By way of answer, I charged.
It is one of my personal rules of war that defense is easier than offense, and that letting your opponent commit to a line of attack compels him to follow that line wherever it leads. But my experiences with Vanu’A had also taught me how to fight a telepath, and I was confident that they all learned to anticipate their foes’ strategies from their thoughts, if not as well as she. Since my attack could not be anticipated, it was an edge I was eager to exploit.
I feinted and lunged, but he parried, and nearly skewered me on the return. I danced backward. Damn my over-confidence! There were more ways than telepathy to read an attack, and now I had tipped my hand and given him the advantage. I might read his mind in turn, but I had never trained to do so, and his shields were obdurate in any case. This was to be a match as in the days of the Ancients—and if Farren were as good a swordsman as he was a pilot, he might live to walk through the gates of Xattaña today.
It was soon obvious, however, that my greater reach compensated for his skill. He would have to get inside to inflict a serious wound, and should we ever close, I could overwhelm him by sheer weight. If we were reduced to fighting mano-a-mano, Farren would not last a minute.
His blade slithered around my guard and he pinked me high on the arm. We both jumped back—and then kept stumbling. The ground beneath our feet was trembling like an earthquake, but it went on and on, and suddenly I realized that there was a rhythmic pattern like a huge drum, boom-boom, boom-boom boom-boom…
And that was when I saw that the sun had almost set.
Farren saw it too. “They’ve let the monsters loose!”
They had. Up from the river they were rushing, running, rolling, oozing, hopping… And yet, there was more…
“There are more coming from the city!” I cried, and my heart sank as I made out their terrifying shapes: thunder lizards. What hideous duels they might have been planning I could not contemplate, but the leaders of Xattaña had thrown their entire colossal arsenal into one huge Olympiad of horrors.
And we were caught in the middle.
Chapter 59
Battle of the Monsters
“G
et to the ship!” I shouted, and started running without waiting to see what he might do. But my ship was fifty yards away, six or seven seconds at best, and our pursuers had no intention of allowing us that time. A titanic flightless bird, larger than a Zilbiri giva, seemed to sense my purpose and sprinted ahead of me, planting itself between me and the tauntingly-open hatchway. Its screech was an ear-splitting cry that was partly noise, partly telepathic, and completely obstructive to my attempts to direct the Librarian to engage weapons systems.
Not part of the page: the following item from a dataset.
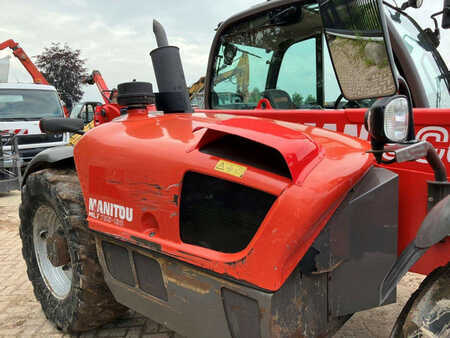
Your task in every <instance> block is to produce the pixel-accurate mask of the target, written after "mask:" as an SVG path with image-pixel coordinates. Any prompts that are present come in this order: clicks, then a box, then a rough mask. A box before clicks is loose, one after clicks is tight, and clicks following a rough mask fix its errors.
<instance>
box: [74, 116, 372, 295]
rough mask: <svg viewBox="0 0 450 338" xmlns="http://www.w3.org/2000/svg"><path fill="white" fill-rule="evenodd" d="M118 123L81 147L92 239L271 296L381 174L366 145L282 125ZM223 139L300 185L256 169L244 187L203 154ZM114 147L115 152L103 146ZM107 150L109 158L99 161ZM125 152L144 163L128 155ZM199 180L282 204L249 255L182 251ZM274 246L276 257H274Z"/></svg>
mask: <svg viewBox="0 0 450 338" xmlns="http://www.w3.org/2000/svg"><path fill="white" fill-rule="evenodd" d="M130 115H131V114H130ZM119 120H120V121H117V120H116V121H117V122H116V121H113V123H112V124H108V126H106V125H105V127H103V126H100V127H97V128H94V129H93V130H92V131H90V132H89V134H88V135H86V136H85V137H83V138H82V139H81V141H80V142H79V144H78V145H77V146H76V147H75V160H76V163H77V170H78V172H79V177H80V181H81V185H82V188H83V191H84V195H85V197H86V201H85V202H86V206H89V210H88V214H89V217H88V220H89V224H90V227H91V229H92V230H94V231H98V232H103V233H106V234H110V235H113V236H114V237H116V238H121V239H123V240H125V241H130V242H134V243H140V242H142V241H144V242H145V241H149V240H150V239H151V242H152V243H153V244H154V245H157V246H160V248H161V249H160V250H161V252H164V253H165V254H167V255H169V256H172V257H177V258H178V259H181V260H184V261H186V262H189V263H191V264H194V265H197V266H200V267H203V268H207V269H210V270H212V271H215V272H217V273H221V274H226V275H229V276H232V277H234V278H236V279H239V280H242V281H245V282H248V283H251V284H254V285H257V286H258V287H260V288H263V289H267V290H277V289H278V288H280V287H281V285H282V284H283V282H284V281H285V280H286V278H287V277H288V276H289V274H290V273H291V272H292V270H293V269H294V268H295V266H296V265H297V263H298V261H299V260H300V259H301V258H302V257H303V255H304V254H305V252H306V250H307V249H308V248H309V247H310V245H311V244H312V242H313V241H314V239H315V237H316V236H317V235H318V234H319V233H320V231H321V230H322V228H323V227H324V226H325V224H326V223H327V221H328V219H329V217H331V215H332V214H333V212H334V211H335V209H336V208H337V207H338V205H339V204H340V202H341V201H342V200H343V198H344V197H345V196H346V194H347V192H348V191H349V189H351V187H352V186H353V185H354V184H355V183H356V182H357V181H358V180H359V179H360V178H361V177H362V176H363V175H364V174H365V173H366V172H367V170H368V169H369V168H370V167H371V166H372V165H373V159H372V156H371V155H369V154H367V153H365V150H367V149H369V146H368V144H367V143H366V142H363V141H358V140H356V139H353V138H350V137H347V136H343V135H339V134H336V133H333V132H328V131H326V130H322V129H319V128H314V127H308V126H302V125H298V124H292V123H287V122H282V121H274V120H264V119H258V118H249V117H236V116H232V115H227V116H224V115H223V114H220V113H217V114H212V113H211V114H209V113H208V114H201V113H198V114H193V115H192V116H190V115H186V114H174V115H170V116H163V117H158V116H150V117H149V116H148V114H147V112H146V111H145V110H143V113H141V114H133V115H131V116H128V117H127V118H123V119H119ZM221 134H222V135H223V134H231V135H238V136H241V137H243V138H246V139H250V140H253V141H256V142H259V143H263V144H267V145H268V146H270V147H274V148H275V149H277V150H278V151H279V152H280V153H281V154H282V156H283V158H284V159H285V161H286V163H287V165H288V167H289V171H290V173H291V177H292V178H291V179H289V178H286V177H281V176H279V175H275V174H271V173H268V172H266V171H263V170H259V169H255V168H252V167H248V168H247V170H246V171H245V174H243V176H242V177H236V176H232V175H230V174H227V173H221V172H219V171H217V170H215V167H216V165H217V163H218V161H219V160H220V158H218V157H215V156H210V155H207V154H204V153H202V152H200V151H199V148H200V147H202V146H203V145H205V144H206V143H208V142H210V141H211V140H213V139H214V138H217V135H221ZM108 135H114V137H113V138H110V137H109V136H108ZM106 138H108V139H109V140H110V141H108V144H104V142H103V141H102V140H104V139H106ZM287 140H289V142H286V141H287ZM100 144H101V146H102V147H103V148H102V149H104V151H102V153H101V154H99V153H98V152H96V149H98V147H99V146H100ZM124 144H127V149H135V152H136V153H135V154H134V153H130V152H129V151H127V153H126V154H125V153H122V152H121V151H120V149H121V148H123V145H124ZM161 149H164V151H163V152H161ZM343 163H345V165H344V166H343ZM108 168H114V169H111V170H109V169H108ZM313 169H314V170H313ZM191 171H192V172H198V173H203V174H210V175H214V176H216V177H218V178H220V177H224V178H225V179H227V180H230V181H234V182H236V183H239V184H243V185H246V186H249V187H253V188H256V189H258V190H262V191H265V192H268V193H270V194H272V195H274V196H280V197H279V199H278V200H277V202H275V205H274V206H273V207H272V208H271V210H270V212H269V213H268V215H267V217H266V218H265V220H264V222H263V224H262V225H261V226H260V228H259V230H258V232H257V233H256V235H255V236H254V238H253V239H252V241H251V242H250V244H249V245H248V247H247V248H246V249H245V250H243V251H241V252H238V253H233V254H228V253H220V252H217V251H213V250H209V249H207V248H201V247H198V246H193V245H189V244H186V243H183V242H182V241H181V239H180V233H179V227H178V224H179V218H178V215H179V205H178V202H177V198H178V197H177V196H180V195H181V189H182V187H181V184H180V182H182V180H183V176H184V175H185V174H186V172H191ZM324 172H326V173H327V175H324ZM94 178H95V179H94ZM152 195H153V196H154V198H152V197H151V196H152ZM124 201H126V202H124ZM99 203H101V204H103V205H102V206H101V207H99ZM105 203H106V204H105ZM123 203H127V205H126V206H123ZM94 204H95V205H94ZM111 204H114V205H118V206H120V207H122V206H123V207H125V208H126V210H127V216H129V217H128V218H125V219H123V220H121V219H119V217H118V215H117V213H116V214H115V215H112V216H111V212H110V211H109V210H106V209H105V208H110V205H111ZM105 205H106V206H107V207H106V206H105ZM304 205H308V206H309V208H308V209H306V210H305V209H304V207H303V206H304ZM330 206H331V207H330ZM130 210H131V211H130ZM130 213H131V214H132V215H130ZM287 214H289V215H291V217H289V218H286V217H285V215H287ZM129 220H131V221H129ZM292 224H296V226H295V227H293V226H292ZM280 234H282V235H280ZM150 236H151V237H150ZM274 240H275V241H279V243H280V245H274V243H273V241H274ZM270 246H271V247H273V248H274V250H271V251H268V250H267V247H270ZM262 261H264V262H265V263H264V264H263V265H262V264H261V262H262Z"/></svg>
It charged me, and I dodged, but I was quickly running out of places to go.
There was a shout behind me. Farren was dancing about trying to avoid being crushed by some kind of wooly mammoth with straight tusks. How the Xattañans had designed such creatures that were as home on land as hidden in the depths of the river, I had no idea, but they did, and more were coming.
Which gave me an idea.
I ran up to the mammoth, waving my arms and screaming until it turned its attention to me, then I dashed behind it, hoping that Farren would follow my lead, for I would not willingly leave any human being to such a fate as this. The mammoth began to turn to follow, and then the thunder lizards screamed.
It was as though the air itself had been slashed open. I had had no time to count, but there must have been a dozen of the beasts, running in a herd that would send fear down the spine of the greatest animals that ever lived. The attention of every creature that had left the river was riveted on them. We were totally forgotten. In a war of giants, pygmies could only scurry and hide.
I was astonished to find Farren beside me, puffing from his flight.
“If we can keep out of their way, we might be able to get out of here,” I said.
“Good idea, siccing them on each other,” he replied. “I might live through this yet.” And then he stabbed me.